(FOX19) - Flying is nothing new, but every year, some passengers still have issues with what they can't pack in their carry-on bags.
Paul Wisniewski, TSA Federal Security Director for the Cincinnati/No. Kentucky International Airport, said anything that could be used to take over or destroy an airport or an airplane can't go through the security checkpoint. Wisniewski said passengers still surprise him with what they try to bring in their bags.
"Well, the surprises are things like these very large knives," said Wisniewski. "That's what you would think would be obvious to anybody that since 9/11 where box cutters were a problem."
Other not-so-obvious problems? Small bats.
"Unfortunately, it's a club," said Wisniewski.
Which means it is also considered a possible weapon; just like one surrendered tube of lipstick. There's a blade under the cap.
Items such as tools, Martial Arts throwing stars, toy grenades, and grill sets are also not allowed in your carry-on bags. Those are just a few of the more than 1,500 pounds of items surrendered every year at CVG.

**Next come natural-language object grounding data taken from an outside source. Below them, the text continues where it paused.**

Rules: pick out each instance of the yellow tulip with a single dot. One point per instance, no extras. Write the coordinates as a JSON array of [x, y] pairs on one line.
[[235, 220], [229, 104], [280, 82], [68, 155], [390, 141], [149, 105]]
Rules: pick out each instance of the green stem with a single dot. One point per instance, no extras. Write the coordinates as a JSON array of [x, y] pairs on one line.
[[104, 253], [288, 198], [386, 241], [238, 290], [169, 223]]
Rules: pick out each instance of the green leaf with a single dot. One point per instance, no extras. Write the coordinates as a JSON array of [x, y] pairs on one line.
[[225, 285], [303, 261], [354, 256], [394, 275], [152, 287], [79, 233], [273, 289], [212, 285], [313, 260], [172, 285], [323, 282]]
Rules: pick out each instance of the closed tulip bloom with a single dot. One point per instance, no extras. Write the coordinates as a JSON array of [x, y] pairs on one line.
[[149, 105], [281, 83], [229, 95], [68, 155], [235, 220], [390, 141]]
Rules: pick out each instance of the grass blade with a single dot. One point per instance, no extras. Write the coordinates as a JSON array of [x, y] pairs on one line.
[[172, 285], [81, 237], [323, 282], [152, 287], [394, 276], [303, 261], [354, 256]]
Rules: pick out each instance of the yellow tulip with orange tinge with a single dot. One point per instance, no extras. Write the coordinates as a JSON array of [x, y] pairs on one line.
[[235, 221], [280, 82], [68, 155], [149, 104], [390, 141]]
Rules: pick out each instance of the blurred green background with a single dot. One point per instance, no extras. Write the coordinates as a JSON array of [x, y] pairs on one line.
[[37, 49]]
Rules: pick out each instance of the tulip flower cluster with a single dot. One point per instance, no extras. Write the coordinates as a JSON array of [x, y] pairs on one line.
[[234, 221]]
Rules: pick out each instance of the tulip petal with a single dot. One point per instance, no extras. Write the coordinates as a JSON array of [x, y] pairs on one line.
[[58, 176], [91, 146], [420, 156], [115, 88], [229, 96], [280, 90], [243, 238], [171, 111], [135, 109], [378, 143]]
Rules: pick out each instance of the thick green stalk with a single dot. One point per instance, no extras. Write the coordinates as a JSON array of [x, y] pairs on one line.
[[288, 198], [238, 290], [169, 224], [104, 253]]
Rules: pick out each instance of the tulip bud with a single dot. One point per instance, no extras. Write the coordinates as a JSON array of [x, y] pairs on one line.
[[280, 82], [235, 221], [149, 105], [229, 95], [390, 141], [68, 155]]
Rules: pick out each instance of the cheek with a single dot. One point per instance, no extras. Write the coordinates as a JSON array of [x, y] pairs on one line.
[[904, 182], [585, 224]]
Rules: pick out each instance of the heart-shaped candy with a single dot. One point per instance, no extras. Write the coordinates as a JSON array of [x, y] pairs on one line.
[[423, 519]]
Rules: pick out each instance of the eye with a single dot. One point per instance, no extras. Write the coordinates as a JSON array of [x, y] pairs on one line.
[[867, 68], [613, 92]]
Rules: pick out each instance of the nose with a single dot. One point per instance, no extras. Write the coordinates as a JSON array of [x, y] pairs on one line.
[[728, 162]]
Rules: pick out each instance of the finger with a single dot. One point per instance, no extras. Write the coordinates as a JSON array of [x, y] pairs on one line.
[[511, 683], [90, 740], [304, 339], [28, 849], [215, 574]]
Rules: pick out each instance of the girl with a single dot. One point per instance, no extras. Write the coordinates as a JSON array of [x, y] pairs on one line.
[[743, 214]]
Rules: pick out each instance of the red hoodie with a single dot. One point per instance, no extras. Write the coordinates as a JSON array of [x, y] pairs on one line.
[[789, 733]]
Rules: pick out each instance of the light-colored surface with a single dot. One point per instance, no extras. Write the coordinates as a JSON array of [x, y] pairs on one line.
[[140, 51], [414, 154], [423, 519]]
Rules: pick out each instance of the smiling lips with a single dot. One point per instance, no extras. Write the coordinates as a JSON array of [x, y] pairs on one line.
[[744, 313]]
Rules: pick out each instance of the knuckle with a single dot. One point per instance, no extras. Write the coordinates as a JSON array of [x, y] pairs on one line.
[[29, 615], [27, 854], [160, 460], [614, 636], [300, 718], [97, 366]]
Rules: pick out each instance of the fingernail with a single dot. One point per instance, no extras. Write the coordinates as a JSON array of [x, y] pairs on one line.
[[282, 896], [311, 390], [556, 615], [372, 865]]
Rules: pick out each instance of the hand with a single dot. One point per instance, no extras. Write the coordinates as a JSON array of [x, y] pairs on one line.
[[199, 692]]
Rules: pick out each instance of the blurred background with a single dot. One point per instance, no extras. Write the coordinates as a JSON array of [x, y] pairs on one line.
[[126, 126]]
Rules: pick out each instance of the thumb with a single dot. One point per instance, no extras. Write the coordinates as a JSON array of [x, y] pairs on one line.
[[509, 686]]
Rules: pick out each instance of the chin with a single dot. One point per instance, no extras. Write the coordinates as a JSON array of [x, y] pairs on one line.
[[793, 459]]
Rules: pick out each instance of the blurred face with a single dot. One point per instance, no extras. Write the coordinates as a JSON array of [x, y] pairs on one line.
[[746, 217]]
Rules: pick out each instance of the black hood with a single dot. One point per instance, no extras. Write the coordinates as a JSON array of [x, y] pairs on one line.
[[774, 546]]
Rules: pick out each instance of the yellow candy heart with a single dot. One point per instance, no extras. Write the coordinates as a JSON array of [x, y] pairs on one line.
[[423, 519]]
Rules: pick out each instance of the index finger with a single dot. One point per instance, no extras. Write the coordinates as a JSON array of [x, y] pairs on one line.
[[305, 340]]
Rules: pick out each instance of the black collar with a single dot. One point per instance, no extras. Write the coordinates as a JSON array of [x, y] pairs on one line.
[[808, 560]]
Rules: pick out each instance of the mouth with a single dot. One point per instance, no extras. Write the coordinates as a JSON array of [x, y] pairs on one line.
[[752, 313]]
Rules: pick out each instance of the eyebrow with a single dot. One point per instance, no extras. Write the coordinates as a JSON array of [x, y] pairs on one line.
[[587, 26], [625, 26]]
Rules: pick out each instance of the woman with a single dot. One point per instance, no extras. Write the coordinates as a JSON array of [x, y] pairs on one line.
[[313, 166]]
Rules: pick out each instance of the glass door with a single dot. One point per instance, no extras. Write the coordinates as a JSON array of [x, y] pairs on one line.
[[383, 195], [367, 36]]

Wisniewski said he believes most travelers sincerely forget the items are in their bags.
"We are primarily a business airport where most of the people are frequent fliers," said Wisniewski. "During the holiday season, you'll see an up tick because you'll have people that don't fly very often, and aren't fully aware of some of the rules."
Another rule? Besides firearms, nothing is ever confiscated. You have three options if you bring a prohibited item to the airport: 1, If you've parked your vehicle in a nearby lot, you can take it back to your car; 2) Give it to someone who's dropping you off; or 3) Surrender your item to the TSA.

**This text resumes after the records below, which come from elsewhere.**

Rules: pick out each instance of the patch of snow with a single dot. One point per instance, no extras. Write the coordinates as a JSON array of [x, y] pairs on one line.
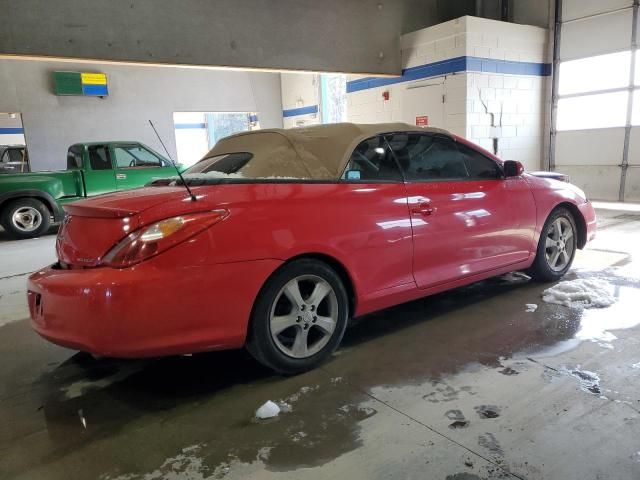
[[294, 397], [268, 410], [589, 381], [580, 293], [296, 437], [264, 453]]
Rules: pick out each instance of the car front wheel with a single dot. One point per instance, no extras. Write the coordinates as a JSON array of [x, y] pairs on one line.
[[25, 218], [299, 317]]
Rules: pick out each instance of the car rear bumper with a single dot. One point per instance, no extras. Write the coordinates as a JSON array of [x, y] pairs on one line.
[[145, 310]]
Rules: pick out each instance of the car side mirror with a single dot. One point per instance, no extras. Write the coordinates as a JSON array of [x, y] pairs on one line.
[[513, 168]]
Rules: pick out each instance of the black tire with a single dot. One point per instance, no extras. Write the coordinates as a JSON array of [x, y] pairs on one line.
[[32, 205], [541, 269], [260, 341]]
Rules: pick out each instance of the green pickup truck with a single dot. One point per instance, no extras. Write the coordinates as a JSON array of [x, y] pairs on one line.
[[29, 202]]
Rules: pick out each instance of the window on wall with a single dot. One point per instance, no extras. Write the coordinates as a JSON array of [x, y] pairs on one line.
[[593, 92], [197, 132]]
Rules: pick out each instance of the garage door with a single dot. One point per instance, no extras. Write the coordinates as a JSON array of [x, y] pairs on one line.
[[597, 120]]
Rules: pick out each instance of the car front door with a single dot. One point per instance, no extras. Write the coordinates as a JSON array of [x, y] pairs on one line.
[[99, 176], [464, 216], [376, 207], [137, 166]]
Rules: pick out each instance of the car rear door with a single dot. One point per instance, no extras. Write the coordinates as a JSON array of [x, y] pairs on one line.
[[463, 216], [137, 165], [99, 176]]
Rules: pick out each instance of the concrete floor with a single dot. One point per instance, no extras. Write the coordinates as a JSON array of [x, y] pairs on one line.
[[460, 386]]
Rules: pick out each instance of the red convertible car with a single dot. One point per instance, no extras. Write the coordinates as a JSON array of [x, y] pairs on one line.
[[288, 233]]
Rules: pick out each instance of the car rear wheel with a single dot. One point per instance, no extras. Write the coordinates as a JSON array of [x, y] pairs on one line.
[[556, 247], [25, 218], [299, 317]]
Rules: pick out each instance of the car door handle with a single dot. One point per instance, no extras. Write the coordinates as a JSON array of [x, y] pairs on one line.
[[423, 208]]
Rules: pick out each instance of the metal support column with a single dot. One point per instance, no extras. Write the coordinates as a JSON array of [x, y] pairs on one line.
[[557, 29], [627, 129]]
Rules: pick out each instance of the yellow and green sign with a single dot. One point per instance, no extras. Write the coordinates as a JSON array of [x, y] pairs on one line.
[[81, 83]]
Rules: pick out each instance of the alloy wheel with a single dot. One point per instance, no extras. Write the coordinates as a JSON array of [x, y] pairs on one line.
[[559, 244], [26, 219], [304, 316]]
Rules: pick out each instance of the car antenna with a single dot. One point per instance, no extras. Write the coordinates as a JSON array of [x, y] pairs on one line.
[[193, 197]]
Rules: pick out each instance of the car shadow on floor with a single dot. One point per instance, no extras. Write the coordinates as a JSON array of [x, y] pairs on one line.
[[432, 328], [210, 398]]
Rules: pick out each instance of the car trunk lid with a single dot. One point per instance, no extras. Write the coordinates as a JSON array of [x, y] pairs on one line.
[[93, 226]]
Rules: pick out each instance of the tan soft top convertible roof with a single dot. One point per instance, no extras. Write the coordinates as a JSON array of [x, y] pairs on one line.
[[318, 152]]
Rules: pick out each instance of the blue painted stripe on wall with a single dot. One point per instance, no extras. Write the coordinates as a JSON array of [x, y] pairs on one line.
[[11, 131], [453, 65], [190, 126], [294, 112]]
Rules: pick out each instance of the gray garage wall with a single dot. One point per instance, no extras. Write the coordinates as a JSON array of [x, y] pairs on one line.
[[136, 94]]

The abandoned items are then packed up and picked up by the Division of Surplus Property and brought to a warehouse in Frankfort, KY. Every few months, crews pick up 150 packed plastic bins from each airport they service.
"We pick up from eight airports," said Sam Ruth, Commissioner of Facilities with the Kentucky Finance and Administration Cabinet. "Four in Florida. Two in Ohio, and two here in Kentucky."
Thousands of lighters, souvenir bats, wine openers, tools, and belts end up at the facility. Everything except switchblades, mace, and brass knuckles is sold.
"Some of the items we sell on eBay," said Ruth. "Some of the not so nice items we sell in spot bid sales here in this building."
No word on exactly how much this all brings in to the state, but we're told it's enough to fund this entire operation, from staff to utility costs, with some extra, of course.
However, if you'd rather not search eBay or drive out to Frankfort to look for your surrendered items, TSA agents say make sure you check your bags before you check-in.
But get this-- you can fly with a firearm if it's placed in your checked luggage and your register it when you check-in. Wisniewski said nationwide more passengers have chosen to check guns in their luggage. He's not sure why, but said that recently he's seen the numbers just about double across the country-- from two guns a day to three or four at various airports. He said he hasn't seen an increase at CVG. Guns are not picked up by Kentucky crews. The TSA disposes of the firearms.